What's the matter with you?

Nothin'. Bring me a pan an' the potatoes.

[Has started the fire to burning and now brings ROSE an earthenware bowl of potatoes and a paring knife.] Oh, but Rosie, I'm that frightened! You look so …!

How does I look? Tell me that? How? Has I got spots on my hands? Is it branded over my eyes? Everythin's kind o' ghastly to me this day. [Laughing a ghastly laugh.] Lord! I can't see the face o' you! Now I see one hand! Now I see two eyes! Just dots now! Martha, maybe I'm growin' blind!

Rosie, did somethin' happen to you?

God protect you from what's happened to me…. You'd better be wishin' yourself an early death! Because, even if a body dies to this world, they do say that he passes into rest. Then you don't have to live an' draw breath no more.—How did it go with little Kurt Flamm? I've clean forgot … I'm dizzy … I'm forgettin' … I've forgotten everythin' … life's that hard … If I could only keep on feelin' this way … an' never wake up again …! What's the reason o' such things comin' to pass in this world?

[Frightened.] If only father would come home!

Martha, come! Listen to me! You mustn't tell father that I was here or that I am here … Martha, sure you'll promise me that, won't you?… Many a thing I've done for the love o' you … Martha! You haven't forgotten that, nor you mustn't forget it, even if things grows dark around me now.

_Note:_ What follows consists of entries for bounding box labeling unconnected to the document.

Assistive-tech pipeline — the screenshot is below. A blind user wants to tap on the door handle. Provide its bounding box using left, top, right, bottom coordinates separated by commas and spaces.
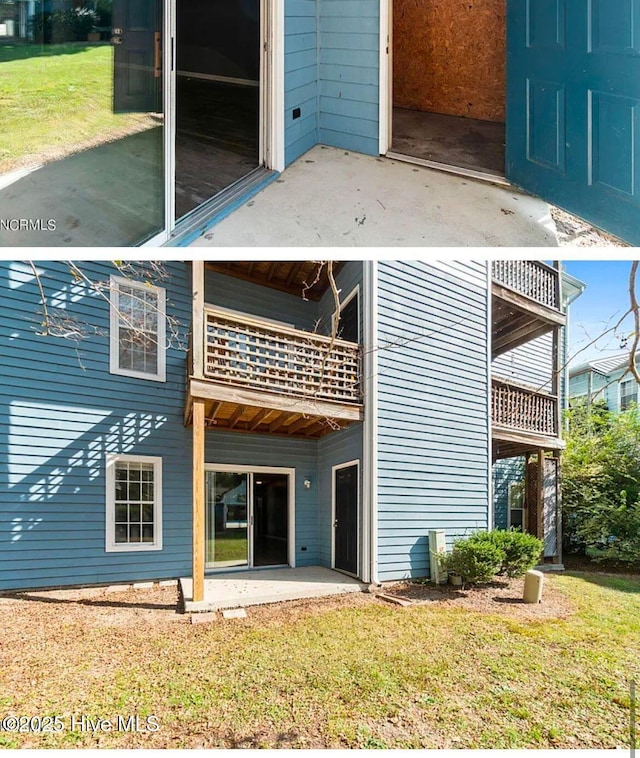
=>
153, 32, 162, 79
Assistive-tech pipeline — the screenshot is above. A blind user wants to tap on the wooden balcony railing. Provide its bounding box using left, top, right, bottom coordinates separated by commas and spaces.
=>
492, 261, 560, 311
491, 379, 558, 437
203, 306, 362, 404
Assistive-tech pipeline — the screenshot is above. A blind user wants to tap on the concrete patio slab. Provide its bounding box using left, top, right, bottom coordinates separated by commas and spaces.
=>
192, 146, 558, 247
180, 566, 367, 613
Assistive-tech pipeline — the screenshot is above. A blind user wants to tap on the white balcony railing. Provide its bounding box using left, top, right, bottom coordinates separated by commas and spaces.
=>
491, 379, 558, 437
203, 306, 361, 403
492, 261, 560, 311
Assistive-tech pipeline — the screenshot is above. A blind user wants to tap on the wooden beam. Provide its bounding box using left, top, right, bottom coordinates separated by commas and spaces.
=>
287, 416, 317, 434
491, 281, 567, 326
228, 405, 244, 429
536, 448, 544, 540
207, 400, 222, 424
189, 379, 363, 421
189, 261, 205, 379
249, 408, 276, 432
491, 426, 566, 450
192, 400, 205, 603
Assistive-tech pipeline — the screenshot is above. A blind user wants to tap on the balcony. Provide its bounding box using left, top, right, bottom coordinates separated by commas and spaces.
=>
185, 305, 362, 437
491, 378, 564, 458
491, 261, 566, 358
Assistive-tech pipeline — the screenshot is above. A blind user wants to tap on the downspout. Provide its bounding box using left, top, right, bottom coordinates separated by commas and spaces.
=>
363, 260, 379, 584
487, 261, 495, 530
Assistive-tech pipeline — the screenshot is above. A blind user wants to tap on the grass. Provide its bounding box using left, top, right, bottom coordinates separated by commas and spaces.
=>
0, 43, 150, 172
207, 528, 248, 562
0, 574, 640, 748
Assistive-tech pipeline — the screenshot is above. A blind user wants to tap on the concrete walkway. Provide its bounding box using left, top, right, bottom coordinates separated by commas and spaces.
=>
180, 566, 367, 612
193, 146, 558, 247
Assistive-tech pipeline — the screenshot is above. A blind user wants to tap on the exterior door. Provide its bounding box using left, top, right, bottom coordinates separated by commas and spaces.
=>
111, 0, 162, 113
333, 463, 359, 575
506, 0, 640, 245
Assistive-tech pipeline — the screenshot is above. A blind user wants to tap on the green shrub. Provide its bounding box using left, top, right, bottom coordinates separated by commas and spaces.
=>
442, 538, 504, 584
469, 529, 544, 577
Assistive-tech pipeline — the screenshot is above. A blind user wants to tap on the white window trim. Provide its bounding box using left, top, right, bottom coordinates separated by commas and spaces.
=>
331, 284, 362, 344
331, 458, 362, 577
618, 379, 638, 411
109, 276, 167, 382
105, 453, 162, 553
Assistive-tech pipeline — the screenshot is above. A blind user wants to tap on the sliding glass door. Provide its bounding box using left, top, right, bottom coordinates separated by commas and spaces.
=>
0, 0, 166, 246
205, 470, 291, 570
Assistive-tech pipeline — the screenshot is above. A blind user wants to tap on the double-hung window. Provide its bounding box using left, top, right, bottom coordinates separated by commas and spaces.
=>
106, 454, 162, 552
110, 276, 166, 382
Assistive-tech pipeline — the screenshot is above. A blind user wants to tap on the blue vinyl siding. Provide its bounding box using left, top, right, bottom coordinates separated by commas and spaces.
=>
318, 0, 380, 155
205, 271, 318, 331
206, 431, 321, 566
284, 0, 318, 166
378, 261, 490, 580
0, 261, 191, 589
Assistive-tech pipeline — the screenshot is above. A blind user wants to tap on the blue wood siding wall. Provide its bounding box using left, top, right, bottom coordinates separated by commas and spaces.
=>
318, 261, 364, 570
318, 0, 380, 155
378, 261, 490, 580
493, 457, 524, 529
284, 0, 318, 166
491, 332, 553, 392
205, 271, 318, 331
206, 431, 321, 566
0, 261, 191, 589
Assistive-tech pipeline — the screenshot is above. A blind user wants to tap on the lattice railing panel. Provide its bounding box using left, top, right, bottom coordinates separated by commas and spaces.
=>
204, 308, 361, 403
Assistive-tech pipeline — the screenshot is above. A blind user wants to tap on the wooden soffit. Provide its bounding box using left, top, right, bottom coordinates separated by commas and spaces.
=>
205, 261, 343, 300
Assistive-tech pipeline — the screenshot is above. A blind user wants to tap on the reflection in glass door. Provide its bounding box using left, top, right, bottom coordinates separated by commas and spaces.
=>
0, 0, 165, 246
205, 471, 249, 569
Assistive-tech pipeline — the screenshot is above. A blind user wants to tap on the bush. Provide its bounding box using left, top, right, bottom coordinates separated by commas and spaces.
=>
469, 529, 544, 578
562, 403, 640, 563
442, 538, 504, 584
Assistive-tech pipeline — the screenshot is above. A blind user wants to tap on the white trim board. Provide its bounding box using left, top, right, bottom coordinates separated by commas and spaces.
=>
204, 463, 296, 573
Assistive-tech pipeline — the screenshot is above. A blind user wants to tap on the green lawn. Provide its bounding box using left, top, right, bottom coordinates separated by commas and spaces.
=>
0, 43, 151, 173
0, 574, 640, 748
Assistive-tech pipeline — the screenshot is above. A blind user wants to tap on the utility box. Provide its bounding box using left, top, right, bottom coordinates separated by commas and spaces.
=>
429, 529, 447, 584
522, 571, 544, 603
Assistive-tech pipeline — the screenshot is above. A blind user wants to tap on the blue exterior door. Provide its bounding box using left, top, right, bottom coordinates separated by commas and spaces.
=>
506, 0, 640, 245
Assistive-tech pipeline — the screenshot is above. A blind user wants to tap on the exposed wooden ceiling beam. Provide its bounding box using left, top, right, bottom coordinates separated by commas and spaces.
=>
229, 405, 245, 429
286, 416, 317, 434
269, 411, 289, 434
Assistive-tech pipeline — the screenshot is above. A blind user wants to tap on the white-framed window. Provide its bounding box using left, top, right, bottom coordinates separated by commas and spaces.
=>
508, 480, 525, 532
109, 276, 167, 382
620, 379, 638, 411
105, 453, 162, 553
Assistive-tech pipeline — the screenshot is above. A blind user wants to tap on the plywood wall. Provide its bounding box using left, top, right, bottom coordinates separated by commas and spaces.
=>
393, 0, 506, 121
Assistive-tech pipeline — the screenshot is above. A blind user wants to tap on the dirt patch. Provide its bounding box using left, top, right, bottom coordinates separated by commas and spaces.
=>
384, 574, 575, 621
563, 555, 640, 579
0, 586, 189, 628
551, 205, 628, 247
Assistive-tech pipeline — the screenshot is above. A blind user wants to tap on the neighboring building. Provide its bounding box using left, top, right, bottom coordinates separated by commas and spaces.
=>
569, 351, 640, 413
0, 261, 572, 599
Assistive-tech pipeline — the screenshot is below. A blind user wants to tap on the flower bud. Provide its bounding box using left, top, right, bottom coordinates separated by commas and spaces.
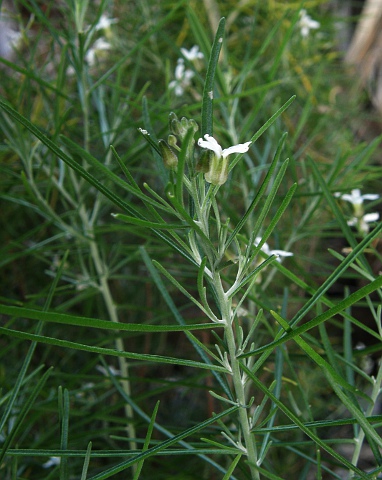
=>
167, 135, 179, 150
169, 112, 199, 140
204, 151, 228, 185
158, 139, 178, 170
196, 149, 215, 173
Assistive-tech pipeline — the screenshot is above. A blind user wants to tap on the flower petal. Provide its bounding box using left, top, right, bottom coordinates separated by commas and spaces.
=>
362, 213, 379, 223
222, 142, 252, 158
198, 133, 223, 158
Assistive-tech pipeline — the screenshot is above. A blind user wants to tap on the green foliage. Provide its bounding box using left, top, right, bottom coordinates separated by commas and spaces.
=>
0, 0, 382, 480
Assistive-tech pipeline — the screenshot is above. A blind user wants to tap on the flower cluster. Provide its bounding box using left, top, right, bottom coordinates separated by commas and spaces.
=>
334, 188, 379, 233
253, 237, 293, 262
298, 8, 320, 38
198, 134, 252, 185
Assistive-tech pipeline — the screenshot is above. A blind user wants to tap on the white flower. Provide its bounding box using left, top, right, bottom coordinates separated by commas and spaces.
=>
168, 58, 194, 97
253, 237, 293, 262
180, 45, 204, 62
198, 134, 252, 185
96, 365, 121, 377
198, 134, 252, 158
334, 188, 379, 205
42, 457, 61, 468
85, 37, 112, 66
95, 13, 118, 30
298, 8, 320, 38
347, 213, 379, 233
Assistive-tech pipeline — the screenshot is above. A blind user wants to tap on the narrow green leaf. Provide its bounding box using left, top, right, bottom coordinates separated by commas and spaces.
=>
133, 400, 160, 480
153, 260, 219, 327
0, 367, 53, 463
112, 213, 189, 230
80, 442, 92, 480
89, 407, 239, 480
241, 264, 382, 358
139, 247, 232, 398
0, 305, 217, 332
240, 362, 369, 480
225, 133, 287, 250
0, 325, 227, 373
222, 453, 243, 480
271, 310, 371, 402
201, 17, 225, 137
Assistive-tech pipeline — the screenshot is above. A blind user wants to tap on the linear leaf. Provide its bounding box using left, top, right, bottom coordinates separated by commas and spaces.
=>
0, 305, 217, 332
0, 327, 227, 373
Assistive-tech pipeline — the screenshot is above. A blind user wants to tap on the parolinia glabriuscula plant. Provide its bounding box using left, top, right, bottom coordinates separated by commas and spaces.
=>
0, 10, 382, 480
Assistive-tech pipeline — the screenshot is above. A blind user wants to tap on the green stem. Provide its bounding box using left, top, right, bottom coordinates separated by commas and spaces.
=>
213, 273, 260, 480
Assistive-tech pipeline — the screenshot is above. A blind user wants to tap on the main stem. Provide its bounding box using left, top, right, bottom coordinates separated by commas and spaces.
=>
213, 273, 260, 480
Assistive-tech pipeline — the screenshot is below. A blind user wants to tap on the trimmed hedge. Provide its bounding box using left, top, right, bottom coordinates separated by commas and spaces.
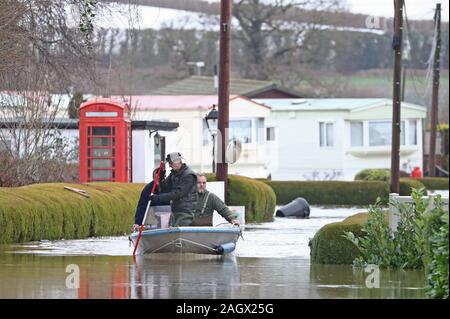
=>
264, 181, 389, 206
310, 213, 388, 265
355, 168, 391, 182
419, 177, 449, 190
0, 183, 144, 243
207, 174, 276, 223
0, 176, 276, 244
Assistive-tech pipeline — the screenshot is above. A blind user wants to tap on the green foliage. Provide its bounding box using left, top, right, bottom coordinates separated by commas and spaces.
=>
310, 214, 364, 265
355, 169, 391, 182
399, 178, 427, 196
78, 0, 97, 48
419, 177, 449, 190
264, 180, 389, 205
425, 201, 449, 299
0, 183, 143, 243
207, 174, 276, 222
343, 189, 449, 298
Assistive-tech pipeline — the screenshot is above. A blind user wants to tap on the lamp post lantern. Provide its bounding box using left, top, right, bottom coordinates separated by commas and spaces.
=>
205, 104, 219, 173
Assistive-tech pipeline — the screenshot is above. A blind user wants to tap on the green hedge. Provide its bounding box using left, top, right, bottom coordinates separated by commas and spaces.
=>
261, 178, 425, 206
207, 174, 276, 223
265, 181, 389, 206
419, 177, 449, 190
399, 178, 427, 196
355, 168, 391, 182
0, 176, 275, 244
0, 183, 144, 243
310, 213, 388, 265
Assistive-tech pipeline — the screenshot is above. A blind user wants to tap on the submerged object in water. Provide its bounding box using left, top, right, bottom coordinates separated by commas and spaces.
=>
276, 197, 310, 218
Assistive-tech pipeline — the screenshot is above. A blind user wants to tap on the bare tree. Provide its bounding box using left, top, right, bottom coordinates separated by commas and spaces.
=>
0, 0, 100, 186
0, 66, 77, 186
233, 0, 339, 80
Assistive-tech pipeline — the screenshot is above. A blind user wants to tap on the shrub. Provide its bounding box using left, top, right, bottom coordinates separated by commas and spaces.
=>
310, 213, 367, 264
399, 178, 427, 196
344, 190, 449, 298
419, 177, 449, 190
425, 213, 449, 299
265, 181, 389, 206
207, 174, 276, 222
355, 169, 391, 182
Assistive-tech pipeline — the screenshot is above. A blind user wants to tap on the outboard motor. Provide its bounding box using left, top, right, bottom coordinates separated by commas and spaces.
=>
276, 197, 309, 218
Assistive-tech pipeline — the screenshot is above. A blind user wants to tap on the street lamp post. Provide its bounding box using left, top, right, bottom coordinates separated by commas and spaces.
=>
205, 104, 219, 173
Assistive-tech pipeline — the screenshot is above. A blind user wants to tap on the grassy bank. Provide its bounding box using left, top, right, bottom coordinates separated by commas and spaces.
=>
0, 176, 275, 244
0, 183, 143, 243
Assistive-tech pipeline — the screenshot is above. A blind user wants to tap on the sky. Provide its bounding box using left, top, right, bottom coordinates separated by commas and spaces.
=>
206, 0, 449, 22
345, 0, 449, 22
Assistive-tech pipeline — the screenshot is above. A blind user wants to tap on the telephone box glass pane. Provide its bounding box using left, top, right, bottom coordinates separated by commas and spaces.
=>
92, 169, 111, 179
92, 148, 111, 157
92, 159, 111, 168
92, 127, 111, 136
92, 137, 111, 146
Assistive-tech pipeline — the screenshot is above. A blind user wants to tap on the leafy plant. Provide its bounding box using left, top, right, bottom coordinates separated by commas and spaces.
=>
343, 189, 449, 298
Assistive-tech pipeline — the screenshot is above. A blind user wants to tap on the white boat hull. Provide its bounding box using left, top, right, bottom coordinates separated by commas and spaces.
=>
130, 227, 241, 255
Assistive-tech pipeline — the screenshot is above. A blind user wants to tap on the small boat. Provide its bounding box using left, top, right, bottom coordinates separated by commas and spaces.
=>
130, 226, 241, 255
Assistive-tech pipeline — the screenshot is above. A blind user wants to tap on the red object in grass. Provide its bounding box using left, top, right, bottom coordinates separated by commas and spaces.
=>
411, 166, 422, 179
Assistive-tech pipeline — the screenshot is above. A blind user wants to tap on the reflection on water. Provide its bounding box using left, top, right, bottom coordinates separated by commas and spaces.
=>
0, 207, 425, 299
0, 254, 424, 299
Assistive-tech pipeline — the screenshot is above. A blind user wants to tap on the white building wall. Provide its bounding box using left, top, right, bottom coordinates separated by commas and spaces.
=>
342, 119, 423, 181
267, 110, 425, 181
270, 112, 344, 180
131, 130, 155, 183
135, 104, 269, 178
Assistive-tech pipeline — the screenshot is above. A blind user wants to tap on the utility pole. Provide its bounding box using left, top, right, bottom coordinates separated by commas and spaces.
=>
428, 3, 441, 177
391, 0, 403, 194
216, 0, 232, 203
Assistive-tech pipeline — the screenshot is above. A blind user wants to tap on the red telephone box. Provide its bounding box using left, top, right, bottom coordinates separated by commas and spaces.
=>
80, 99, 131, 183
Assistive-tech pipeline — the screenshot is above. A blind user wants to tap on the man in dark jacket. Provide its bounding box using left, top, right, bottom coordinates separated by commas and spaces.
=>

Will you drink a bit of coffee? There's a drop left in the oven.

An' don't be frightened! I'll go upstairs in the room an' lie down a wee bit … just a bit. Otherwise I'm all right … otherwise there's nothin' that ails me.

An' I'm not to say nothin' to father?

Not a word!

An' not to August neither?

Not a syllable! Lass, you've never known your mother an' I've raised you with fear an' heartache.—Many's the night I've watched through in terror because you was ill! I wasn't as old as you when I carried you about on my arm till I was near breakin' in two! Here you was—at my breast! An' if you go an' betray me now, 'tis all over between us!

Rosie, 'tis nothin' bad is it … nothin' dangerous, I mean?

I don't believe it is! Come, Martha, help me a bit, support me a bit!… A body is left too lonely in this world … too deserted! If only a body wasn't so lonely here … so lonely on this earth!

[ROSE and MARTHEL pass out through the hall door.

For some moments the room remains empty. Then old BERND appears in the kitchen. He puts down his basket and the potato hoe and looks about him, earnestly and inquiringly. Meanwhile MARTHEL re-enters the living-room from the hall.

Is it you, father?

Is there no hot water! You know I have to have my foot bath! Isn't Rose here yet?

She isn't here yet, father!

What? Hasn't she come back from court yet? That isn't possible hardly!'Tis eight o'clock. Was August here?

Not yet.

Not yet either? Well, maybe she's with him then.—Have you seen that great cloud, Marthel, that was comin' over from the mountain about six o'clock, maybe?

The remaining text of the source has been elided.